Move to Cabinet when the problem needs critique, planning, multiple perspectives, or a stronger synthesis.

Switch Tracks

Use SAT Prep when the work is adaptive Digital SAT practice, scoring, and guided academic feedback rather than open-ended workspace reasoning.

Keep Retention Deliberate

Keep sessions temporary unless you explicitly decide to save them locally on your own device.

Start in Chatbot

Chatbot is the direct workspace mode. You ask a question, stay in one live thread, and can switch models for future replies without rewriting everything that already happened.

It is built for continuity: follow-up questions, reframing, drafting, iteration, and the kind of back-and-forth where the thread itself matters as much as the latest answer.

Escalate to Cabinet

Cabinet is the structured workspace mode. You configure a 2-5 agent panel, shape how the discussion opens, and let a synthesis model consolidate the strongest final answer after the round-by-round exchange.
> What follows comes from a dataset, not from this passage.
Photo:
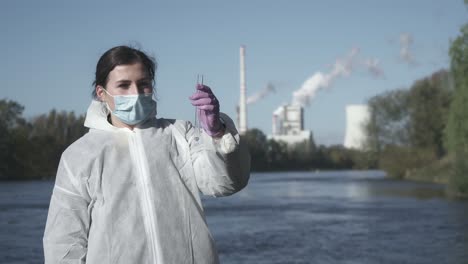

This is the mode for prompts that are not really single-answer problems: plans with tradeoffs, ideas that need pressure-testing, or situations where the first instinct is probably incomplete. Judge scoring and optional web grounding can add even more rigor when the task calls for it.

Use SAT Prep Separately

SAT Prep (Beta) is not a third workspace mode. It is a separate adaptive Digital SAT surface with its own 20-question diagnostic, targeted practice flow, three advisor lanes, and score estimate.

That separation is deliberate. Academic practice has different pacing, scoring, and feedback needs than Chatbot or Cabinet, so Sparse Halo gives it a dedicated lane instead of forcing it through the main workspace.

Keep Sessions Temporary

Sparse Halo's privacy model is about default retention. Chatbot and Cabinet each keep their own active thread in the browser, and starting fresh clears the active workspace instead of turning every interaction into a permanent archive by default.

If you want to keep something, local saving is opt-in on your own device. That retention model should not be confused with a claim that outside model providers never process requests in order to generate replies. The privacy policy explains the details.

Move Between Modes On Purpose

Sparse Halo supports explicit carry-context handoff between Chatbot and Cabinet. You can begin with a direct conversation, switch into a more rigorous multi-agent pass, and bring the right context over deliberately.

That separation is important. Chatbot and Cabinet stay legible inside the main workspace, while SAT Prep remains separate by design. Each surface keeps its own controls, pacing, and role, which makes the product easier to understand than a single interface trying to do everything at once.